Long before, a significant number of experts have regarded the Duchenne muscular dystrophy (DMD) as a genetic disorder characterized by progressive muscle degeneration and weakness which happens to be one of the nine types of muscular dystrophy. Now, DMD patients might have just regained their hope after a foundation representing boys dying from muscular dystrophy has recently revealed that they will be trying to cure the disease using CRISPR, a breakthrough method of correcting DNA. CureDuchenne, a patient charity based in Newport Beach, California, says that it will allegedly spend $5 million to finance a new startup company, Exonics Therapeutics, based on their research wherein Exonics scientists were able to cure mice having muscular dystrophy by altering the DNA letters inside their cells.

The CRISPR Technology

According to reports revealed by Fierce Biotech, the new CRISPR/Cas9 technology, which has been put to human testing in China last year, is yet to be tested in the clinic the U.S this year.
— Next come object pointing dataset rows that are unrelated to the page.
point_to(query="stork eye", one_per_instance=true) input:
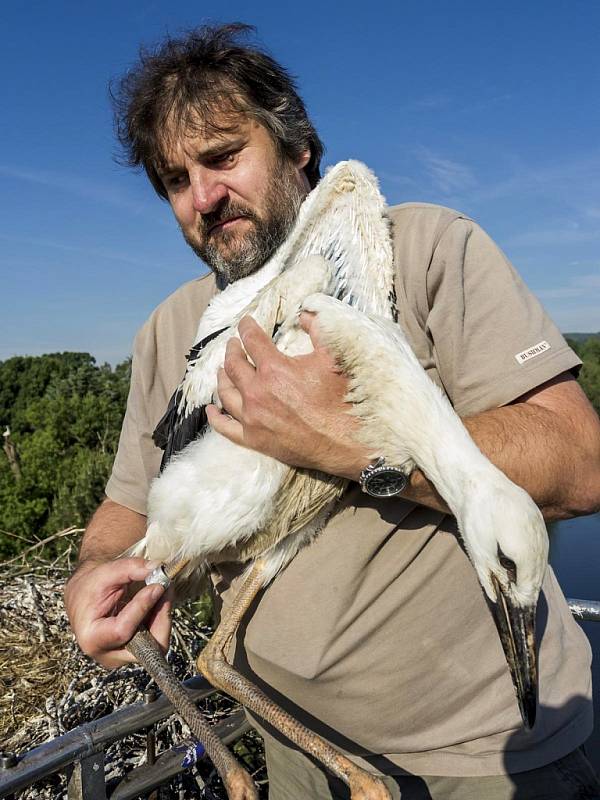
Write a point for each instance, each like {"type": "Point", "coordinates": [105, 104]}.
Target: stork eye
{"type": "Point", "coordinates": [509, 565]}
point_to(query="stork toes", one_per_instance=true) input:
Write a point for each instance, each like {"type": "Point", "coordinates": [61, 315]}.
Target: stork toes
{"type": "Point", "coordinates": [239, 785]}
{"type": "Point", "coordinates": [368, 787]}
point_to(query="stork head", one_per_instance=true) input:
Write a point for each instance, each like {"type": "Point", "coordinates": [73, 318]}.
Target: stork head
{"type": "Point", "coordinates": [505, 537]}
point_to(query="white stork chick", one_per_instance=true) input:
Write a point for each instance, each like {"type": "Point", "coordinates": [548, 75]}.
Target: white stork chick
{"type": "Point", "coordinates": [217, 501]}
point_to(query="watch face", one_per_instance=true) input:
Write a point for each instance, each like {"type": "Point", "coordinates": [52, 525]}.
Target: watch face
{"type": "Point", "coordinates": [386, 483]}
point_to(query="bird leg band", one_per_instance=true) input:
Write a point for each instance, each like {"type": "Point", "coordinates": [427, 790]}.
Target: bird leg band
{"type": "Point", "coordinates": [212, 662]}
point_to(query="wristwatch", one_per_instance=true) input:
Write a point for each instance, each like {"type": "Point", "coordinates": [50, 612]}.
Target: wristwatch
{"type": "Point", "coordinates": [383, 480]}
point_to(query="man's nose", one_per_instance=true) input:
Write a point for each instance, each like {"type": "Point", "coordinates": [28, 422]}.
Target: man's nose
{"type": "Point", "coordinates": [208, 190]}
Despite not being tested in the US, authorities have claimed that it has already proven a major scientific draw for biotech companies including Editas, CRISPR Therapeutics and Intellia, Caribou Biosciences, as well as academic work coming out of the University of Pennsylvania. Additionally, experts have explained that a protein called Cas9 then attaches to the DNA and essentially cuts it, all of which either gets rid of, completely removes or replaces a gene with a better strand of DNA.

In one of his statements reported by MIT Technology Review, Jak Knowles, a doctor who serves as an acting CEO of the new startup company said that they have been looking for a home run, with nothing less than correction of the DNA error. Knowles continues to explain that the company hopes to move as quickly as possible toward a test of CRISPR in boys with Duchenne since CRISPR technology is a novel and potent way to precisely rewrite DNA. By being delivered into the muscles of these affected boys, authorities hope that it will enable the repair of the genetic error that causes the fatal condition, afflicting about one in 3,500 male births.

The Duchenne Muscular Dystrophy

Meanwhile, the Duchenne muscular dystrophy is said to be the most common severe form of childhood muscular dystrophy that hits young boys, with both their skeletal and heart muscles affected. As of the press time, it was found that the genetic disorder has already been affecting around 15,000 boys in the U.S. and around 300,000 globally. Ultimately, Knowles has also claimed that Exonics is focused on generating robust preclinical data that supports the development of a safe and efficacious therapy and advancing the company's Duchenne program thoughtfully and expeditiously to the clinic.